As it seemed very quiet, I really believed that in time we should be able to tame it. Still, it would remain constantly under the sofa or bedstead. So F. concluded to place it in a cage for a few hours of each day, in order that it might become gradually accustomed to our presence. This was done, the bird appearing as well as ever, and after closing the door of its temporary prison one day I left it and returned to my seat by the fire. In less than two minutes afterwards, a slight struggle in the cage attracted my attention. I ran hastily back, and you may imagine my distress when I found the beautiful pheasant lying lifeless upon the ground. It never breathed or showed the faintest sign of life afterwards.
You may laugh at me if you please, but I firmly believe that it died of homesickness. What wonder that the free, beautiful, happy creature of God, torn from the sight of the broad blue sky, the smiling river, and the fresh, fragrant fir-trees of its mountain-home, and shut up in a dark, gloomy cabin, should have broken in twain its haughty little heart? Yes, you may laugh, call me sentimental, etc., but I shall never forgive myself for having killed, by inches, in my selfish and cruel kindness, that pretty creature.

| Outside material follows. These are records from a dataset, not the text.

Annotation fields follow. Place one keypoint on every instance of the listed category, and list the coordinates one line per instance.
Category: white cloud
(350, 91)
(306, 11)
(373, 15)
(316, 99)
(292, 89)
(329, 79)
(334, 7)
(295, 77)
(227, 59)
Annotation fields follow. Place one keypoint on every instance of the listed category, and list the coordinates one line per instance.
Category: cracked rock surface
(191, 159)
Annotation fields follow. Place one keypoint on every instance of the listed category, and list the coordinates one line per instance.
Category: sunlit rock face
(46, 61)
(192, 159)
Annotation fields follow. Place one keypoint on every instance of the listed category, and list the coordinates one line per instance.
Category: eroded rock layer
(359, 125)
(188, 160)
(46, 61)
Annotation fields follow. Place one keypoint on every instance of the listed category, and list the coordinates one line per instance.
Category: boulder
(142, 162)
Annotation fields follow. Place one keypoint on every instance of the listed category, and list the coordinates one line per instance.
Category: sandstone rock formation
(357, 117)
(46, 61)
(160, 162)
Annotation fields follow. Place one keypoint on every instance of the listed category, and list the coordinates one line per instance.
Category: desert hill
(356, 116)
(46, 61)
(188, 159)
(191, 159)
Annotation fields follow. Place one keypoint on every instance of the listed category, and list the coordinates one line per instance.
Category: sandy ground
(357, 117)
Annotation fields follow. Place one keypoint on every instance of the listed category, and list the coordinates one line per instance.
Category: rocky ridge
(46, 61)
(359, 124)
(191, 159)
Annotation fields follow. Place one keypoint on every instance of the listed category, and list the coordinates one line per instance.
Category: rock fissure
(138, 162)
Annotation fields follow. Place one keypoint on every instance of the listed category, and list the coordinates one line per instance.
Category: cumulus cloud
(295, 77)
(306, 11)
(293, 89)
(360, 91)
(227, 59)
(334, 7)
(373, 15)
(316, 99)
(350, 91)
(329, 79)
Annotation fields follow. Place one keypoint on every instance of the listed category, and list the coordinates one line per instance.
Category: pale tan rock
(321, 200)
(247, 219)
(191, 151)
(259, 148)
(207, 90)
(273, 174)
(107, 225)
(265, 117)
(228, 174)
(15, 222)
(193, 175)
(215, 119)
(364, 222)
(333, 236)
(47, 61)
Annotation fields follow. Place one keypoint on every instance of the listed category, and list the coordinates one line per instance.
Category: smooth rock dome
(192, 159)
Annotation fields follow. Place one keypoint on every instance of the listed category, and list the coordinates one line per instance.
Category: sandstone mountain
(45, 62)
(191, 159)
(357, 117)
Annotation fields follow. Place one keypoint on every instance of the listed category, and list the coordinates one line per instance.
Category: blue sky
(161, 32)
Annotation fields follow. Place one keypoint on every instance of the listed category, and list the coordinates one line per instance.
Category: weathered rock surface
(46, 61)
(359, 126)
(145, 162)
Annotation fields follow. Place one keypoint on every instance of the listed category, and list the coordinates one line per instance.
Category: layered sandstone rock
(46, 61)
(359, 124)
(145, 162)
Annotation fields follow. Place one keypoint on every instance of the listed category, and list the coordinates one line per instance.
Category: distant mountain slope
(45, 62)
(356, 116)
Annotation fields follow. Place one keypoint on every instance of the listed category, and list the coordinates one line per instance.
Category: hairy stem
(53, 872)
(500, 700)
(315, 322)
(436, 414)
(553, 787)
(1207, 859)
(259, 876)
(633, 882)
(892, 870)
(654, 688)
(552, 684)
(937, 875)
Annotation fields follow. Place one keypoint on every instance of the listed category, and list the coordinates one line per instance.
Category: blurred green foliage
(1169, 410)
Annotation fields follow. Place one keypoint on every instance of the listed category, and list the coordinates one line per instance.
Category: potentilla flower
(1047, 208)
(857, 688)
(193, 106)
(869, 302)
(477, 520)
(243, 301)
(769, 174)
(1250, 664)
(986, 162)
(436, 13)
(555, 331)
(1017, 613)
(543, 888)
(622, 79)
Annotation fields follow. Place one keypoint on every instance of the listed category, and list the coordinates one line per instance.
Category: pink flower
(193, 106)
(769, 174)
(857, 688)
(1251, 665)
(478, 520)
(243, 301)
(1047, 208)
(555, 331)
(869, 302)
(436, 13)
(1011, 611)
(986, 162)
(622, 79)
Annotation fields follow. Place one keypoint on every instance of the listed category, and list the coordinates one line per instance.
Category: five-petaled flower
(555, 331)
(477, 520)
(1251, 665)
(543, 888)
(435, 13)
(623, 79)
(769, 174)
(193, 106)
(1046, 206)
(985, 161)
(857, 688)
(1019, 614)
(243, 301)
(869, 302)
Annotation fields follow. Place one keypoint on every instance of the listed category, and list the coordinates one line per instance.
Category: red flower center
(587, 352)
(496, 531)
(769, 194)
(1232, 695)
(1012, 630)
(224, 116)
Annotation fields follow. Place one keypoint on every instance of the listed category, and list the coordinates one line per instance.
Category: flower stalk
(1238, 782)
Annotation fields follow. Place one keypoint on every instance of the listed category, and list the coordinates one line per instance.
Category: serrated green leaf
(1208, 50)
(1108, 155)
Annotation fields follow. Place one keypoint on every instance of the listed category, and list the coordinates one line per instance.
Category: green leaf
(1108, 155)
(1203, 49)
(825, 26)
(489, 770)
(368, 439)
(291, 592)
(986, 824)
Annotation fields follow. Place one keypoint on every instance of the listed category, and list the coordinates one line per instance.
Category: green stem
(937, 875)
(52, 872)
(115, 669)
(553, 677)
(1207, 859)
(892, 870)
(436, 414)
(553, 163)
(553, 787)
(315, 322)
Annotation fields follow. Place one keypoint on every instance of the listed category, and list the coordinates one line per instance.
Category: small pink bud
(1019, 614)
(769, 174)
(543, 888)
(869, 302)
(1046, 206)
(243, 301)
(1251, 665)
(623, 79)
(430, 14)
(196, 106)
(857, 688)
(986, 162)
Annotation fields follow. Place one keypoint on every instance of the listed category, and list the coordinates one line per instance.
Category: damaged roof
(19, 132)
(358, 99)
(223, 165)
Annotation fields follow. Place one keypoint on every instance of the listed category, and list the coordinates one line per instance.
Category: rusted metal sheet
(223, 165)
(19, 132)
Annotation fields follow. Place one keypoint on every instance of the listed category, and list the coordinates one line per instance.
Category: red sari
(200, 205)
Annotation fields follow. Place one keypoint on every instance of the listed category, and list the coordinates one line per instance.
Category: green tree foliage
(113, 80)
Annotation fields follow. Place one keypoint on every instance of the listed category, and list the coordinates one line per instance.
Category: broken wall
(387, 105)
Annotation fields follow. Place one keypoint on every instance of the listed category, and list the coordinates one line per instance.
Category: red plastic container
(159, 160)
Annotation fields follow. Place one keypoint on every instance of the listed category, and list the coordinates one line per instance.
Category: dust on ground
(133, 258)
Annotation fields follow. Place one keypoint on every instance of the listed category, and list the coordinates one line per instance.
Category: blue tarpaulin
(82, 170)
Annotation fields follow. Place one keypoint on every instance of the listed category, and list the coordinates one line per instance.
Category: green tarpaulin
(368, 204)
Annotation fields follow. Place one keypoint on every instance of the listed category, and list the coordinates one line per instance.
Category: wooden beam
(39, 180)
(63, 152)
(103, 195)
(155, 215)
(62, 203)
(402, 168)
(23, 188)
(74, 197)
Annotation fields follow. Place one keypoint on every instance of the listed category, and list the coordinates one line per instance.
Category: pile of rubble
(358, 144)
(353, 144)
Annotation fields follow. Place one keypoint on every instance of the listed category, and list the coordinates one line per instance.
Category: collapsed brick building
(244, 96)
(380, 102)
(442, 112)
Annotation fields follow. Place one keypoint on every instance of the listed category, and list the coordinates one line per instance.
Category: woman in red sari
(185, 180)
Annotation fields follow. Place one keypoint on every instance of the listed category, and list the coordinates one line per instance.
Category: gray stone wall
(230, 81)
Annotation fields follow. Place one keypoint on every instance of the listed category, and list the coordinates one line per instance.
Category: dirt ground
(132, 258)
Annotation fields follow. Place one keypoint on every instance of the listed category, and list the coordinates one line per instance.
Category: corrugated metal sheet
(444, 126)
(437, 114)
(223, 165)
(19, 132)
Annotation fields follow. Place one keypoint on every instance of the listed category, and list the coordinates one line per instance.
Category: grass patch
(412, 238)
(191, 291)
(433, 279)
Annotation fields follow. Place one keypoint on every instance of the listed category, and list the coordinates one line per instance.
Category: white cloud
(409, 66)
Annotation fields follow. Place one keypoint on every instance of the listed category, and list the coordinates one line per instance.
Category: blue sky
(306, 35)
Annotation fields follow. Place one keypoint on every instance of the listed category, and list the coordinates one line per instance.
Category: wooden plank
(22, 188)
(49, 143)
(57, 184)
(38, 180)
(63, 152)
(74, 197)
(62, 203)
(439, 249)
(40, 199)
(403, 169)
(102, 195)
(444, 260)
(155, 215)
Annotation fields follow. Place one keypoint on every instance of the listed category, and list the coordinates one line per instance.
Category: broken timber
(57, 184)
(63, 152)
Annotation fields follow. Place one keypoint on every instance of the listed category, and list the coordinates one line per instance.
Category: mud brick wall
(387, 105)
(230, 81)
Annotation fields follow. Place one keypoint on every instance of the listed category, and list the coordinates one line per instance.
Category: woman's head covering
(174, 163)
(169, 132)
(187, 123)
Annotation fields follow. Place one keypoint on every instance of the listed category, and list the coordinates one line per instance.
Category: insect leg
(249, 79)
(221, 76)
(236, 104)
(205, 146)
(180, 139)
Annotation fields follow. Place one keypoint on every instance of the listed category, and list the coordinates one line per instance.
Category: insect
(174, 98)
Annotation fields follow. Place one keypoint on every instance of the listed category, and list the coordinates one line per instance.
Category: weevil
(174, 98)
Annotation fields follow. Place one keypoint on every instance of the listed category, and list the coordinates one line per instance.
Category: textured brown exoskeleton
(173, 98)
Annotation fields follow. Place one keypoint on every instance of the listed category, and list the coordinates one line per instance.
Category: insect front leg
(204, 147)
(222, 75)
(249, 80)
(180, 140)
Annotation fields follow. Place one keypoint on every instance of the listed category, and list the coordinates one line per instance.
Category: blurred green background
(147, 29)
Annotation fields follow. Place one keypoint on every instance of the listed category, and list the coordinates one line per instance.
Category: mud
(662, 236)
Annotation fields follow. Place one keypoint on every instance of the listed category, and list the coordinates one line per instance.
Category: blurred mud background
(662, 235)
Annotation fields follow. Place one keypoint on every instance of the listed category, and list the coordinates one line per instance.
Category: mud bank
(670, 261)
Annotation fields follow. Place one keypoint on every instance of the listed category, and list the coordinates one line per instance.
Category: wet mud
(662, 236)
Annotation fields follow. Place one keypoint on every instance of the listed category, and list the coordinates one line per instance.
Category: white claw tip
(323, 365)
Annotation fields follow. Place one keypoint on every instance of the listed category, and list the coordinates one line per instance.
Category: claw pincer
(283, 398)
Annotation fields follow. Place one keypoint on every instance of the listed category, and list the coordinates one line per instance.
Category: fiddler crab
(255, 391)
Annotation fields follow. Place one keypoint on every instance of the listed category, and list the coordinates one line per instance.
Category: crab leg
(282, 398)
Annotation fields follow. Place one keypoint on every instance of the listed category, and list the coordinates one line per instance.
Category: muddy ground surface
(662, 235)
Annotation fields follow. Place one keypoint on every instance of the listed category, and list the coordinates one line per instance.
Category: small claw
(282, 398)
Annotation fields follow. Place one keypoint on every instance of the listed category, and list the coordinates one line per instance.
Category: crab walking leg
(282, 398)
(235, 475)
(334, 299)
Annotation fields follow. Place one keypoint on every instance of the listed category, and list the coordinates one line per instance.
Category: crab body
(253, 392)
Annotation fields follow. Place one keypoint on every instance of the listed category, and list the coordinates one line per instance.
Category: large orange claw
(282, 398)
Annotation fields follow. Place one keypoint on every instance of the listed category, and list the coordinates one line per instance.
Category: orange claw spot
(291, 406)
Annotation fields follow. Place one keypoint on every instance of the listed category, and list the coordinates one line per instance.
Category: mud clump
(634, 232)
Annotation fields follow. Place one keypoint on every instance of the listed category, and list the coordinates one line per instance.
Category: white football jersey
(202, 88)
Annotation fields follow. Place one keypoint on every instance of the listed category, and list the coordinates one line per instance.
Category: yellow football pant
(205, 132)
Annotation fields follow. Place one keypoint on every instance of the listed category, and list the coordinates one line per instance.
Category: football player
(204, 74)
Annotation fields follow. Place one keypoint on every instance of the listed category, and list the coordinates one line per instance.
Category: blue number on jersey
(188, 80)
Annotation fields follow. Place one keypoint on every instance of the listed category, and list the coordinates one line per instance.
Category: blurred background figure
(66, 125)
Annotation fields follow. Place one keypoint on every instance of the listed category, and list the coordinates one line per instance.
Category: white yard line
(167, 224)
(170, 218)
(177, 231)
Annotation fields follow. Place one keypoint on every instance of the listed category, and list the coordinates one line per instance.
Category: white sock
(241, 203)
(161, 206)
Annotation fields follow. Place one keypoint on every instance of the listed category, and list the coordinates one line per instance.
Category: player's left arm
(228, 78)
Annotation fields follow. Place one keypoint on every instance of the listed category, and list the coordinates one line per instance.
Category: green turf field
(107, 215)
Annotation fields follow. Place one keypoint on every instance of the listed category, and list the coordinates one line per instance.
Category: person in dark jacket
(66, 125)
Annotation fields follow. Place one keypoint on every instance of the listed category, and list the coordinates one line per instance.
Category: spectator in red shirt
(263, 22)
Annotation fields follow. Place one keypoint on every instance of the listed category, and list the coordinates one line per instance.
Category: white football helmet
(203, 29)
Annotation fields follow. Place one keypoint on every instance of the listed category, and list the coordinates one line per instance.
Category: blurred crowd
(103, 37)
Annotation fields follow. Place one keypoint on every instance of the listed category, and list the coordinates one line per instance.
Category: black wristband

Many people here call this bird a grouse, and those who have crossed the plains say that it is very much like the prairie-hen. The Spanish name is gallina del campo, literally, hen of the field. Since the death of my poor little victim, I have been told that it is utterly impossible to tame one of these birds, and it is said that if you put their eggs under a domestic fowl, the young, almost as soon as hatched, will instinctively run away to the beloved solitudes of their congenial homes, so passionately beats for liberty each pulse of their free and wild natures.
Among the noteworthy events which have occurred since my last, I don't know how I came to forget until the close of my letter two smart shocks of an earthquake to which we were treated a week ago. They were awe-inspiring, but, after all, were nothing in comparison to the timber-quake, an account of which I have given you above. But as F. is about to leave for the top of the Butte Mountains with a party of Rich Barians, and as I have much to do to prepare him for the journey, I must close.